De nouvelle choses à dire
Pédés, qui sort en 2023, vient lui aussi combler un vide. En cherchant des textes ou des livres choraux comme il peut en exister sur le féminisme, Florent Manelli n’en trouve pas. « De la même manière que pour les 40 LGBT+, je me suis dit que si ça n'existe pas, il faut absolument le faire. Et puis il y a tellement de voix que je lis dans des articles, que j'écoute dans des podcasts de gays contemporains qui ont des choses à dire, en dehors d'Edouard Louis, Abdellah Taïa, Didier Eribon et Geoffroy de Lagasnerie, qui ont des choses eux aussi très intéressantes à dire, mais on ne peut pas se contenter de cinq personnes, ou de Guibert et Dustan, même si je les aime beaucoup aussi. Il y a quand même de nouvelles choses à dire, d'autres points de vue, d'autres narrations, il y a encore d'autres choses à réinjecter dans ces vies pédés. »
A sa sortie, le livre rencontre un bel écho, qui le laisse « hyper ému ». Et il en tire un enseignement. « Les textes qui ont été écrits et la manière dont on a réussi à tisser le fil de ces narrations-là m’ont permis de réaliser qu'il pouvait y avoir des solidarités gays. Là où les gays sont quand même éduqués et élevés pour être mis en concurrence. C’est comme Highlander quoi, il ne peut y avoir qu'un seul pédé dans un groupe. » Celui lui a appris, poursuit-il, à « faire confiance, accepter des points de vue divergents, accepter une forme d’unicité mais qui n'est pas enfermante ». « On peut faire corps ensemble sans être d'accord sur tout, mais le groupe existe. Et donc, de fait, c'est créer une solidarité et créer un espace avec ce livre aussi, dans lequel notre pensée, nos mots, ce rapport au monde, en particulier, peut exister », conclut-il.
Redonner à l'amour sa dimension politique et historique
Son dernier projet en date, c’est une collaboration au livre Love Stories. Il est arrivé dans l’aventure grâce à un autre perpignanais, Christoper Davin. En plus des quinze portraits qu’il rédige à partir des podcasts Paint, il livre un long et passionnant texte sur l’histoire de l’amour LGBT. Un challenge pour lui : « C’était un sujet sur lequel j'étais assez cynique et que j'ai longtemps trouvé assez dépolitisé à coup de grandes phrases du type « love is love »… » Il a relu A propos d’amour de l’écrivaine féministe bell hooks et il s’est replongé dans les récits de celles et ceux qui avaient exploré ces questions avant, afin de donner à l’amour « une dimension politique et historique » et « de l’interroger, de lui redonner aussi cette capacité de résistance dans un monde qui cherche à nous effacer ».
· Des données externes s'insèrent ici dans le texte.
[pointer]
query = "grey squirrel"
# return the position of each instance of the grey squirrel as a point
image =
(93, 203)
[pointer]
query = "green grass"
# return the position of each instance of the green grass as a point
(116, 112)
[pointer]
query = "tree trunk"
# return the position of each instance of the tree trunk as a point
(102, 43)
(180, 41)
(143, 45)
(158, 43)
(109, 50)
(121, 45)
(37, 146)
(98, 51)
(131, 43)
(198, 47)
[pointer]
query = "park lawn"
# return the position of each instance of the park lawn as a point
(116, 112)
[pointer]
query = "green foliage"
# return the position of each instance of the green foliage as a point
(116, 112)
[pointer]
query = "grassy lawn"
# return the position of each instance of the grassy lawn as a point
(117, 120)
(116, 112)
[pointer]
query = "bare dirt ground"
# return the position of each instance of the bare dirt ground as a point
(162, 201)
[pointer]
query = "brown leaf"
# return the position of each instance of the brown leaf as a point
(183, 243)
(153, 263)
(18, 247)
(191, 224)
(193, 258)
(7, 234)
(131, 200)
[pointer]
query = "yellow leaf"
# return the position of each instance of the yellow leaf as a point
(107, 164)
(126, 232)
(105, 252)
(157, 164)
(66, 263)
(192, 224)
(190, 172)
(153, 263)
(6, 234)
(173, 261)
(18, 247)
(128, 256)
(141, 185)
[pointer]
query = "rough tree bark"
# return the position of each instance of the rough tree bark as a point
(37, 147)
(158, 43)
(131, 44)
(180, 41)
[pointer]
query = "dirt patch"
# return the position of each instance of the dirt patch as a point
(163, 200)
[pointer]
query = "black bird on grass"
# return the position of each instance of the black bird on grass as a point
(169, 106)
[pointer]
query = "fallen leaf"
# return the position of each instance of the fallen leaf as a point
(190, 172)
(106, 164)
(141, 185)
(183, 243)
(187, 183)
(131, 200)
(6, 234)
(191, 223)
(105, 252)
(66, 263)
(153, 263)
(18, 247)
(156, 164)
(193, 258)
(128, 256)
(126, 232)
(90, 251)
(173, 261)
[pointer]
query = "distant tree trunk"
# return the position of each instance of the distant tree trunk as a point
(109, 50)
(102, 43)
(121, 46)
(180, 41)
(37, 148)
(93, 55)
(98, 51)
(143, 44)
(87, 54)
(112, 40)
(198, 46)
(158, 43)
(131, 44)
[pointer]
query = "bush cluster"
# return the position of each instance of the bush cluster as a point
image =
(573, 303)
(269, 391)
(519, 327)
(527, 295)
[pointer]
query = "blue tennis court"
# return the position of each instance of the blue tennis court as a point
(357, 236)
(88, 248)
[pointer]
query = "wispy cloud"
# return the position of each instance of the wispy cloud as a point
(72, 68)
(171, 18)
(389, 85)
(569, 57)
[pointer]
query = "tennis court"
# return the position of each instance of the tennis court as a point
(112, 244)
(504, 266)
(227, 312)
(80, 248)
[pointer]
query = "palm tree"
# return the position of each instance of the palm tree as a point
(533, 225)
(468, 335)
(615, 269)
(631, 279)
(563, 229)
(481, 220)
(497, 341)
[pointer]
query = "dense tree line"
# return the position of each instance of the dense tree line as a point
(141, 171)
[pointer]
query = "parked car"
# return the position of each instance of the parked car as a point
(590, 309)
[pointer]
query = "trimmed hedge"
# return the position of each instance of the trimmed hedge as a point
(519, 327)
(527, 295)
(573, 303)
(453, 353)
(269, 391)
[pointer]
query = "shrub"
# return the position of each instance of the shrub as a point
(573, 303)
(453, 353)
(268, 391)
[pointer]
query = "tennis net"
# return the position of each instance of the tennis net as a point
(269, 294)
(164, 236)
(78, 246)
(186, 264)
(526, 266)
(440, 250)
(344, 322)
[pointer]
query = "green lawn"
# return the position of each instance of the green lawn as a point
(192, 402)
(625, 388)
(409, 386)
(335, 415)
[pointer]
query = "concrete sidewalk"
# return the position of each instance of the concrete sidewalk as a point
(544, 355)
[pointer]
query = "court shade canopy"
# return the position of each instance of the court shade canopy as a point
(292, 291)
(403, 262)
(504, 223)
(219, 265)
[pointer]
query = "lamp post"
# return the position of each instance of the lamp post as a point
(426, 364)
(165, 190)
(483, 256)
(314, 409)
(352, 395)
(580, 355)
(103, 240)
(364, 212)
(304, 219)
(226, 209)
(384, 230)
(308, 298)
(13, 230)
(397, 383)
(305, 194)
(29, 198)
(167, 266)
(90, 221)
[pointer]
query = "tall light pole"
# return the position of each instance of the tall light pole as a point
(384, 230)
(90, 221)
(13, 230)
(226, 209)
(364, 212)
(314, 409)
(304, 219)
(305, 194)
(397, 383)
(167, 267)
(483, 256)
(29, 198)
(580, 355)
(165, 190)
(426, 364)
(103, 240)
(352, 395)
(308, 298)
L’enjeu pour lui c’était de « redonner un peu de forme littéraire à des interviews de couples, de troupes dont les propos ont été recueillis par Aline et Cédric [Feito, les deux créateurs de Paint], et qui racontent chacun, chacune aussi une expérience LGBT parmi des milliers et des millions. » Il y a les couples célèbres comme Dave et Patrick Loiseau, Marc-Olivier Fogier et François Roelants ou des anonymes. Ces histoires, ajoute l’auteur, ne constituent pas un « catalogue », « mais c'est une expérience qui permet de balayer des grands enjeux queer dans un livre qui se veut grand public et avec une approche visuelle hyper importante. »
« On résiste »
Si on élargit le scope, il porte un regard inquiet sur les défis que nos communautés doivent affronter : « Il y a beaucoup de belles choses qui se font, face à des obscurantismes qui grandissent sans cesse, qui semblent inarrêtables. Je dis bien qui semblent. Donc on résiste à un coût qui est assez élevé pour notre santé physique, matérielle, mentale, etc. Mais on résiste. Je trouve qu'il y a toujours une créativité queer qui moi me fascine. Il y a un humour aussi qui est toujours là, que je vois beaucoup sur internet, mais qui existe et qui moi me fait du bien, qui me laisse penser qu'en tout cas on aura au moins toujours ça. »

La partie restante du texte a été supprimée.